Alors je te demande, avec toute mon affection et ma compréhension, de prendre soin de nous, de prendre le temps de me parler, de m’écouter, de me redécouvrir, de revenir me voir, de sortir de chez toi, de m’accueillir, de me laisser le temps de m’exprimer, de ne pas répondre trop vite, de soupeser ta colère, de te reposer quand tu fatigues, de ne pas trop porter, de me prendre dans les bras, de me laisser m’expliquer, de m’écrire des lettres, de dessiner et chanter plus souvent, de t’excuser, de me parler avec franchise, de ne pas m’indisposer si je te le demande, d’être créatif et inattendue, de me laisser souffler, de garder des nuances dans tes jugements, de ne pas oublier que j’ai envie d’être ton ami-e et amant-e avant d’être camarade de lutte, de parfois renoncer même quand tu penses, au contraire de moi, qu’une chose est la meilleure à faire, de ne pas me mettre une étiquette sans avoir pris le temps de faire connaissance, et même après, de ne pas m’ignorer lorsque tu ne penses pas être d’accord avec moi, de ne pas proclamer une pensée ou idée en mon nom contre mon gré ou à mon insu, de ne pas m’imposer des règles que tu combattrais par ailleurs dans d’autres contextes, de me laisser la possibilité d’agir différemment si cela ne va pas fondamentalement a contrario de ton action, de rester ouvert et changeant, sans nous figer l’un-e l’autre, tout simplement.

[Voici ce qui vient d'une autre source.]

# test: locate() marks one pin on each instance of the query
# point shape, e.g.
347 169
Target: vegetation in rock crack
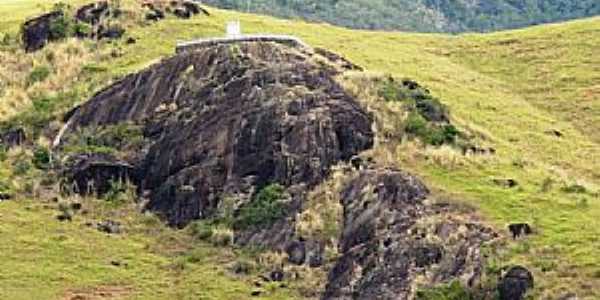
265 208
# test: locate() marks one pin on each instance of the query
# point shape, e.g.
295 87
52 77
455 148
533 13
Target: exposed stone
5 196
37 31
218 116
519 229
183 13
94 174
109 226
296 252
515 283
155 14
277 275
506 182
93 13
383 243
13 137
111 32
338 59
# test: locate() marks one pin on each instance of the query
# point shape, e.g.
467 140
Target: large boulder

Et nous continuerons, toi, toi, toi et moi, à multiplier et nourrir des luttes et lieux aussi riches et diversifiés que tous ceux que nous investissons, défendons, habitons, aimons et transformons depuis des années, et pour les années à venir.

Merci à toi, toi et toi de m’avoir lu et j’espère qu’après l’avoir fait, tu me retrouveras dans chacun des regards que tu croiseras et que tu te souviendras de ce que je t’ai demandé, mon ami-e, mon amant-e d’hier, d’aujourd’hui et de demain.